I.M. Fake 20 Dec 2020
I was surprised reading the 'urbandictionary.com' definition of 'to be fake':
People who show themselves different from what they actually are. They do so to gain friends. They aim being more popular.
They will act like your friend. But actually they are back stabbers, talking behind your back, saying mean things about you.
In Other Words
It is remarkable that when I hide my true self, I call forth an atmosphere of deceit. And I even begin to blame others.
Accepting My Self
I am in need of accepting and admitting who I really am. I am a needy person. I have suffered pain. I suffer and have suffered from fear.
The one I like to imitate, Jesus Christ - my God, is the man of suffering. He is as well the man of the resurrection and eternal life. My 'old man' needs to die. The 'new man' needs to rise.
I need to face who I am. The truth. Especially about what I am hiding. I need to become transparent and honest about myself.
I am selfish. I am afraid of pain, sickness and disappointment. I am afraid of making faults.
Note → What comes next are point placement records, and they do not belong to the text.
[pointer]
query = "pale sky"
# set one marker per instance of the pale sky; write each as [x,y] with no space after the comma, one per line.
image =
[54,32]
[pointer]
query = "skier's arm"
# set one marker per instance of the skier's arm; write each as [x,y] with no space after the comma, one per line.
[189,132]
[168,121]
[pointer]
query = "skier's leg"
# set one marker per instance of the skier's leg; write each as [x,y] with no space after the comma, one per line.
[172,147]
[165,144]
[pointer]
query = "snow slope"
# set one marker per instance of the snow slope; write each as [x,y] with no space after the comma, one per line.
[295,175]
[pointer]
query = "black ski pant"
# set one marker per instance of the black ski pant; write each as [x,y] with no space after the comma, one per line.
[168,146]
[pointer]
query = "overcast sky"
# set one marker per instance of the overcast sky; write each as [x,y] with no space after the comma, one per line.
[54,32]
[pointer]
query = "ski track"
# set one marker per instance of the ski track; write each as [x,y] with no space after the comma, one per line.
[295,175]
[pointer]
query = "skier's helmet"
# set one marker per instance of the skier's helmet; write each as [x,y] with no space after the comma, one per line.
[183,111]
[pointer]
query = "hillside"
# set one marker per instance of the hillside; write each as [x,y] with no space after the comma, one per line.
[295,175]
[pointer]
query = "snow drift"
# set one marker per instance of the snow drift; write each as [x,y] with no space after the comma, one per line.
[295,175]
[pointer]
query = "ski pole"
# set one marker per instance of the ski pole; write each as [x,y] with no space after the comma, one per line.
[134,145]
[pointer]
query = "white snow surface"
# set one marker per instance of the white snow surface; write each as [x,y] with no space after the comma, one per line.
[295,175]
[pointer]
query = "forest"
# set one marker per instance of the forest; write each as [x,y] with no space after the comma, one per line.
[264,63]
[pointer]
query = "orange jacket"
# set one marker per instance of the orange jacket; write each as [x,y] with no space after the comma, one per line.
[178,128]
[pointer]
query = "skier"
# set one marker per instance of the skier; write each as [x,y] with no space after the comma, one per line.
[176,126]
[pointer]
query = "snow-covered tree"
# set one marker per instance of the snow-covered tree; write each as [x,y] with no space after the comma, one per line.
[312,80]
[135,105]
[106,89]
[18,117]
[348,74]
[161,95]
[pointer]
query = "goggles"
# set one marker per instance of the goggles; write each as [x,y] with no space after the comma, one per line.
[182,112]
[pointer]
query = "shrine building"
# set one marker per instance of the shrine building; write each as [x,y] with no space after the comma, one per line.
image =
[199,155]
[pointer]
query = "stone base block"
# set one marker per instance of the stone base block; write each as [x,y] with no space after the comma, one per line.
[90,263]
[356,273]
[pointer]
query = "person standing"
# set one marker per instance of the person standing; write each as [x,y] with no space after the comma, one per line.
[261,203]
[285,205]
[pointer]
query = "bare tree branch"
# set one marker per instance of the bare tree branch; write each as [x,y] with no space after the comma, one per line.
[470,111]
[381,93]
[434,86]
I am a coward by times.
The image can't be complete with hiding the good things. Strange, strange, strange: I am more ashamed of my positive characteristics than of the bad ones. I do not like to boast. Saint Paul has a solution: if I boast, I like to boast in him who made me free: Jesus Christ. He gave me a meaningful and valuable life. I thank God for the desire to 'run the race' and for all the dreams in my heart.
Jesus, my all-in-all, only in you I am secure. Without you I would be lost. You are however with me. God is with us: Emmanuel. I thank my God, Jesus Christ my saviour.
With accepting my true self, I begin a new life. It may hurt. It gives hope. Not accepting the truth is rejecting life.